This report represents unique clinical and pathological manifestations of nephroblastoma. The dog’s history and clinical signs demonstrated acute neurological disease, and her physical examination revealed an intra-abdominal mass as well as multifocal neurological disease. The tumor was found involving the right kidney, caudal vena cava, both adrenal glands, hepatic and mediastinal lymph nodes, pulmonary interstitium, bone marrow and periosteum of the third and fourth vertebrae as well as the extradural space of spinal canal at the same level, and the bone marrow. Direct extension of the abdominal mass to the spinal canal was not demonstrated, suggesting extradural spinal metastasis. It is also possible that this tumor did not metastasize from the kidney to the spinal region, but that these two locations represent primary nephroblastoma at both sites due to embryonic remnants remaining at both sites. Histopathology of portions of the spinal cord above the lumbar intumescence was unremarkable; however, the dog was short-strided in the thoracic limbs, had significant neck pain, increased tone in the pelvic limbs, and crossed extension in the pelvic limbs, all suggesting a lesion above the lumbar intumescence. These clinical signs remained unexplained. Importantly, bone-marrow aspirate revealed bone-marrow metastasis, which has not been reported in the literature, although one case report did involve extensive tibial nephroblastoma with invasion of the medullary cavity.15 The clinical and cytopathological findings in this dog supported a diagnosis of lymphosarcoma as well as nephroblastoma, with a stronger suspicion of lymphosarcoma because of bone-marrow involvement. To further rule out a diagnosis of lymphoma, polymerase chain reaction (PCR) of tumor tissue, bone marrow, and lymph nodes could have been considered to evaluate for presence or absence of B or T lymphocyte receptor rearrangement. Histopathology with immunohistochemistry confirmed a diagnosis of nephroblastoma in this case.

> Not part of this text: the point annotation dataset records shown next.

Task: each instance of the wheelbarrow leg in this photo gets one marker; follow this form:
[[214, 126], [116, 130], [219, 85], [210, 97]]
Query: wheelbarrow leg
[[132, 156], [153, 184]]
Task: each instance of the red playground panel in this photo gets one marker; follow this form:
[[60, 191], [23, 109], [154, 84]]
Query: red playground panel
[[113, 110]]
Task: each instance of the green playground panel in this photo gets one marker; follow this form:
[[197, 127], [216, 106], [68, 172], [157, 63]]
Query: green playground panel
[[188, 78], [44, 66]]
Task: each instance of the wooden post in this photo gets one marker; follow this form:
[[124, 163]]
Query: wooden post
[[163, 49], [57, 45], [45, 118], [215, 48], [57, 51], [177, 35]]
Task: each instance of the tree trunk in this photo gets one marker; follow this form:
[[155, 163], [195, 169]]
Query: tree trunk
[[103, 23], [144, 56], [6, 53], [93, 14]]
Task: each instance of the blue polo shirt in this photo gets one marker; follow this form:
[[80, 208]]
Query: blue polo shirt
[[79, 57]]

Immunohistochemistry has been used to identify the mesenchymal or epithelial components of nephroblastoma. Cytokeratin (an epithelial marker) and vimentin (a mesenchymal marker used to identify blastemal and stromal elements) immunoreactivity patterns in canine nephroblastoma reflect the varied composition of the tumor. The histogenesis of primary spinal nephroblastoma has not been definitively proven. Unless immunohistochemistry is utilized, the spinal cord form of nephroblastoma can be confused with neuroepithelioma, medulloepithelioma, or ependymoma because of the histopathological variation of the tissue and the tumor location.7 In dogs, immunohistochemistry has shown spinal nephroblastoma to stain negatively for the neuroectodermal marker, glial fibrillary acidic protein (GFAP), and occasionally faintly positively for a less specific neural marker, neuron-specific enolase (NSE), also seen in some human Wilms’ tumors.6 Nephroblastoma stains positively with mesenchymal or epithelial markers or both. In humans, an antibody to the Wilms’ tumor gene product (WT1), found on the human chromosome 11, has been useful in the diagnosis of nephroblastoma.6 The WT1 has also been demonstrated in a canine spinal nephroblastoma,6 but was not performed in this case because of test availability.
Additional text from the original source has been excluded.